# House Prices

A large dataset from the UK Office for National Statistics that makes heavy use of irregularly offset headers and whitespace as a visual only means of data demarcation.

## Tutorial Structure

With these example tutorials I'm going to comment heavily and cover nuances in a follow up section (with liberal targetted previews as needed) as it's the easiest way to grapple with new ideas. It may also be worth opening up these notebooks yourself (they're in `./jupyterbook` in the [tidychef](https://github.com/mikeAdamss/tidychef) github repo) so you can run, alter and generally have a play about with this yourself as part of your learning.

We'll cover:

- source data
- requirements, what we're aiming to do here
- show the full script (all logic commented)
- output the selection preview
- nuances (where applicable)
- view the output

This sequencing is necessary as the output for some of the example is **really** long so that necessitates it coming last. If you're viewing this via a jupyter book (i.e on the site) you can navigate between the above sections via your right hand menu.

_Note - these tutorial scripts might seem verbose due all the comments but that's ok (this is a tutorial after all). If you take them out you end up with a fairly succinct and human readable encapsulation of what would otherwise (with existing tools) be a rather convoluted and fragile set of instructions to express._

In virtually all cases I'll make heavy use of `preview` and `bounded` to only look at relevant parts of what can be quite large datasets.

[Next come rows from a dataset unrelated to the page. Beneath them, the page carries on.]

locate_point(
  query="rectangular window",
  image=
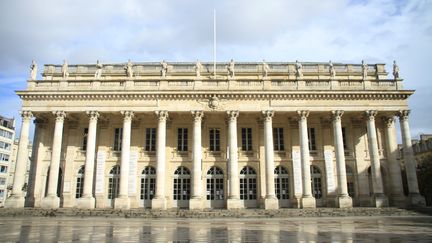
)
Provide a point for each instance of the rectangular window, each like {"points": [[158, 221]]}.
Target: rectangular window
{"points": [[85, 135], [214, 139], [312, 138], [118, 136], [247, 139], [344, 140], [150, 139], [182, 139], [278, 141]]}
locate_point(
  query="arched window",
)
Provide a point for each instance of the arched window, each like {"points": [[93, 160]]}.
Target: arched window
{"points": [[181, 185], [148, 183], [215, 190], [350, 181], [113, 182], [282, 182], [316, 182], [80, 182], [248, 184]]}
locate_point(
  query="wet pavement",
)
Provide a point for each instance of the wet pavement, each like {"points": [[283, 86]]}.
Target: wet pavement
{"points": [[97, 229]]}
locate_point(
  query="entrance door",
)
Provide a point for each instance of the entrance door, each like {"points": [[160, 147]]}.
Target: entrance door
{"points": [[215, 188], [282, 186], [248, 187], [181, 187], [148, 186]]}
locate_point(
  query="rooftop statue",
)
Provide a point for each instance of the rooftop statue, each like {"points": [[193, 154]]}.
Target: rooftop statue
{"points": [[266, 68], [332, 70], [230, 69], [164, 70], [395, 70], [364, 69], [299, 69], [33, 70], [65, 69], [129, 69], [198, 67], [99, 67]]}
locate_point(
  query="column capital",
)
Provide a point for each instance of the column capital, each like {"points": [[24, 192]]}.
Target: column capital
{"points": [[232, 115], [389, 121], [303, 114], [162, 115], [60, 115], [198, 115], [26, 115], [337, 115], [370, 114], [403, 114], [268, 115], [94, 115]]}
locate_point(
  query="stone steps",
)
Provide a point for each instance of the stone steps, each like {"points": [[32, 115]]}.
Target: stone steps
{"points": [[214, 213]]}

Downloads links are provided for the source data.

## Source

In [None]:
from tidychef import acquire, preview
from tidychef.selection import XlsSelectable

table: XlsSelectable = acquire.xls.http("https://raw.githubusercontent.com/mikeAdamss/tidychef/main/tests/fixtures/xls/house-prices.xls", tables="Table 11")
preview(table, bounded="A1:M20")

From an xlx source which can be [downloaded here](https://raw.githubusercontent.com/mikeAdamss/tidychef/main/tests/fixtures/xls/house-prices.xls).

## Requirements

- We'll take "Year" and "Quarter" from the appropriate values in columns B and C.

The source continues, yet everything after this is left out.